A hora depois da vitória

A seleção brasileira ganha sua primeira medalha de ouro olímpica. É para comemorar, gritar, beber e cantar — até a meia-noite.

Amanhã é dia de lembrar do sete a um. Quem gosta, acompanha e estuda futebol sabe que essa vitória nos pênaltis contra o time alternativo do sub-23 da Alemanha — sem Leon Gotezka, seu principal jogador que estava lesionado — não vinga 1998, 2006 e 2014. Sim, o 3 a 0 sofrido para a França em 98 foi um prefácio do 7 a 1. Enquanto as seleções do mundo planejavam suas modernizações, aperfeiçoavam suas formações e estruturas, o futebol brasileiro chegou a final de uma copa do mundo se apoiando em individualidades. Para alegria dos ufanistas, a Argentina parece viver a mesma história em 2014.

A vitória veio com as cobranças de penalidades, contra uma seleção que já demonstrava esgotamento físico aos 20 minutos do segundo tempo. A seleção brasileira só começou a demonstrar cansaço aos 35, 40 minutos da etapa final. Ou seja, vinte minutos de superioridade física onde tínhamos a obrigação de marcar e evitar o tempo extra. Por qual razão isso não aconteceu? Pelas mesmas razões do sete a um.

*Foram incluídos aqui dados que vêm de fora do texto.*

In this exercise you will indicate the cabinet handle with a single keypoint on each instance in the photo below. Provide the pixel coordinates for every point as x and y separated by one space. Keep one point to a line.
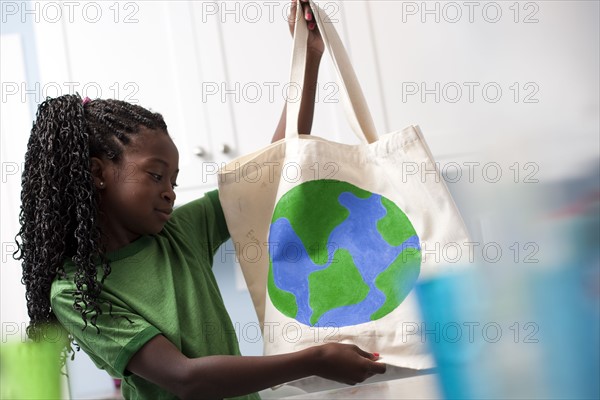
199 151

Horst Hrubesch é treinador das divisões de base da seleção alemã desde 2000. Dos 18 jogadores que estavam disponíveis para a disputa da final, TREZE já foram comandados pelo treinador na seleção SUB-15. Jogando na mesma posição, na mesma função e no mesmo esquema tático desde o início da sua vida no futebol: é assim que Alemanha, Inglaterra, França, Bélgica, EUA e a maioria das seleções top 30 do ranking da FIFA formam jogadores. No caso especial dos alemães, esses jogadores também vivem as mesmas coisas em seus clubes. Inclusive a mais recente posição/função inventada no futebol vem da Alemanha, com a “carinhosa” contribuição de Pep Guardiola: o Raumdeuter — brilhantemente traduzido para português pela minha namorada como “o cara dos espaços”. Essa posição foi criada para atender jogadores como Muller, Gotze, Reus, Draxler… O tipo de jogador que tem surgido rotineiramente nas divisões de base da Alemanha, por isso a criação é tão nova e não existe tradução para a palavra nas outras línguas.

Na Alemanha os clubes são obrigados a destinar dinheiro apenas para as divisões de base. Nas competições continentais europeias os clubes são obrigados a inscrever na competição 4 jogadores formados pelo clube — apenas 25 jogadores podem ser inscritos no total. A liga alemã, Bundesliga, é gerida pelos clubes, a federação cuida apenas das seleções. Nas escolinhas alemães e inglesas se treina exaustivamente passe e posicionamento, não importando a sua posição no campo. Nada de cruzamento ou chutões. Trabalho, filosofia, futuro, estrutura, investimento e planejamento. Essas palavras traduzem os títulos da Alemanha na copa do mundo da FIFA no futebol masculino, na olímpiada e na copa do mundo sub-20 no futebol feminino. Sem falar nos terceiros e quartos lugares nas edições mais recentes da copa do mundo de futebol feminino e na Eurocopa de futebol masculino profissional e sub-20.

E assim, com esse breve texto, voltamos na manhã pós medalha de ouro a carregar o peso do 7 a 1. Ganhamos com as individualidades de Neymar, Weverton e Renato Augusto. Ganhamos de uma seleção alternativa sub-23 que apresentava maior solidez tática — graças a um trabalho de 16 anos — e colocou três bolas na trave. Ganhamos a medalha de ouro no futebol masculino e esquecemos as medalhas de todas as outras modalidades do torneio olímpico. Ganhamos e Marcos, Coronéis e Mirandas ainda comandam o futebol brasileiro. Ganhamos e Celsos, Vanderleis e Caetanos ainda possuem seu lugar no mercado de trabalho para técnicos na primeira divisão do nosso principal torneio nacional. Ganhamos a medalha de ouro ontem, mas o 7 a 1 ficará para sempre.